The pandemic has paved the way for many new lifestyle changes, some good, some bad. However, one of those bad changes has been sleep, specifically for Black Americans. They have experienced the worst sleep of all groups during the pandemic. Continue reading to find out more about this study, and what Black Americans can do to improve their sleep in spite of everything negatively impacting their efforts. 


Insomnia is the inability to go to sleep and/or stay asleep despite efforts. This may mean that individuals with insomnia lay in bed trying to go to sleep, but for one reason or another, cannot. They may toss and turn, walk around, stay on their phone, or some other activity trying to induce sleep. 

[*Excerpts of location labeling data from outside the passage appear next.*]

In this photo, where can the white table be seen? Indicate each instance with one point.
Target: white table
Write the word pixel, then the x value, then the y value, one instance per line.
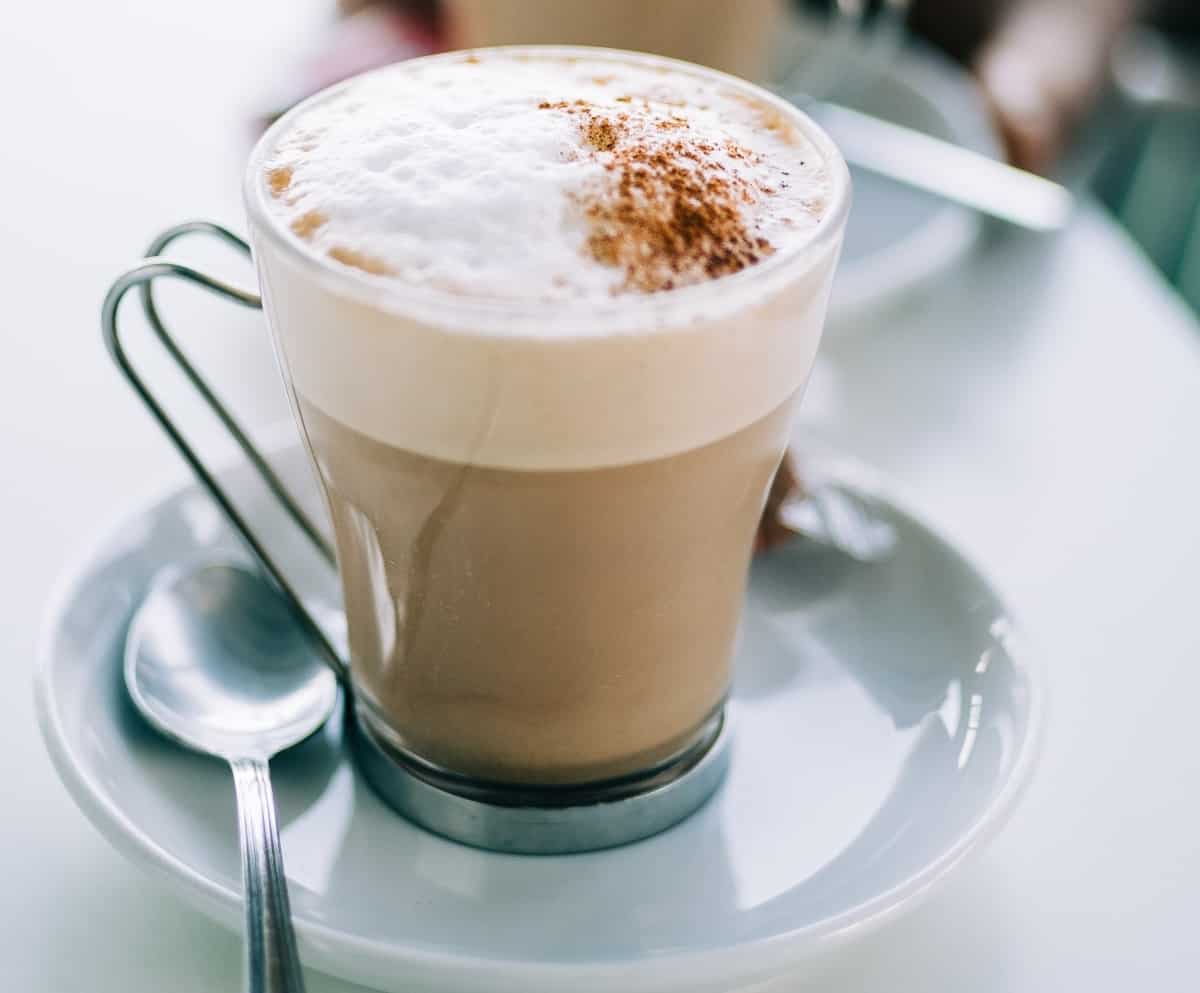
pixel 1044 408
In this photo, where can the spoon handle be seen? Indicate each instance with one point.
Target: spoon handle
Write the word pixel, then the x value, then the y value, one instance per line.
pixel 273 964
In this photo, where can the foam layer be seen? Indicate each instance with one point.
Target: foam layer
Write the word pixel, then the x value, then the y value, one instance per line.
pixel 451 204
pixel 537 178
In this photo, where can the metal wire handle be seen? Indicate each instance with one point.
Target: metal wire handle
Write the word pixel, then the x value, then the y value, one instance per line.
pixel 142 276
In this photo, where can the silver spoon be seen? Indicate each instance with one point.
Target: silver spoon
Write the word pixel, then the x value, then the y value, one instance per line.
pixel 216 662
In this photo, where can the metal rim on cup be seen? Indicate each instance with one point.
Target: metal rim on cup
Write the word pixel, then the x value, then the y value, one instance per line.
pixel 517 822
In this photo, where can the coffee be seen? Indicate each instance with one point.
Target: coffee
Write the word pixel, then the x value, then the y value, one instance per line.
pixel 545 316
pixel 730 35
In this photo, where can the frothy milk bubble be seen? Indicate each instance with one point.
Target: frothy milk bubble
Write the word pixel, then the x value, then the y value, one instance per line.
pixel 517 257
pixel 535 178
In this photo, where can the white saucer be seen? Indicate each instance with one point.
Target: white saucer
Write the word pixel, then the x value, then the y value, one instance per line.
pixel 885 729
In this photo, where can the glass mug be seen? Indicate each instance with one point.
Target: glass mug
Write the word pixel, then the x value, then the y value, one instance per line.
pixel 544 629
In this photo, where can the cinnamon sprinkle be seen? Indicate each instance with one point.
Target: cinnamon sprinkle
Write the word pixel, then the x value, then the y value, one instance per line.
pixel 669 214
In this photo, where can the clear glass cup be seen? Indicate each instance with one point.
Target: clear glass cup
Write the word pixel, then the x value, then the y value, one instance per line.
pixel 561 613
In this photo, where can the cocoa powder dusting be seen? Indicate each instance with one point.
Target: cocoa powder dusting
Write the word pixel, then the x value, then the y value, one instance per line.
pixel 670 214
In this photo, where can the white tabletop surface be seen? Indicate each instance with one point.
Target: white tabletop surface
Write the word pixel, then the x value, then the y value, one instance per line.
pixel 1043 407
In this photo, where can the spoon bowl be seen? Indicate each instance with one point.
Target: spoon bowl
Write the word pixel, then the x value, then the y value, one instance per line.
pixel 216 660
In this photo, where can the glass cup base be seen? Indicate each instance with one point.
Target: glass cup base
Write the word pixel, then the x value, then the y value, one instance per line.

Insomnia can be either primary or secondary and acute or chronic. Primary insomnia is the inability to go to sleep due to no other cause than just having trouble falling asleep. Secondary insomnia is an inability to go to sleep due to some other identifiable cause like stomach pain, restless leg syndrome, depression/anxiety, etc. Acute insomnia is short-term and chronic insomnia is long term. With all four characteristics, insomnia can be classified into the following groups: 

  • Acute primary insomnia 
  • Acute secondary insomnia 
  • Chronic primary insomnia 
  • Chronic secondary insomnia 

Sleep deprivation

Sleep deprivation happens when people don't reach their recommended 7-8 hours of sleep. The brain needs adequate hours of rest in order to work properly. Without sleep, it is very difficult to concentrate, regulate mood and emotions, and do anything above the baseline of survival. It can cause trouble in relationships, at work, and with doing daily tasks like driving. In fact, sleep deprived drivers have the same cognitive function as drunk drivers. 

Acute insomnia is unlikely to lead to severe sleep deprivation. You may experience excessive daytime sleepiness for a few days, but other than fatigue, you are unlikely to experience some of the severe side effects of sleep deprivation. Chronic insomnia is more likely to cause severe sleep deprivation that can cause some of the other side effects such as heart disease, anxiety and depression, and other negative adjustments that comes with a lack of sleep. 

Due to these reasons, it's very important that if someone experiences sleep deprivation and insomnia, that the cause is addressed very quickly. 

Black adults and insomnia during the pandemic

During the pandemic, one particular demographic had a major adjustment to their sleep. Black Americans experienced the worst sleep changes during the pandemic. They were 4.2 times more likely to develop severe insomnia symptoms than White adults during the pandemic. There were no racial differences in insomnia detected acutely following insomnia treatment, Black participants reported more severe insomnia symptoms during the pandemic attributed to the pandemic.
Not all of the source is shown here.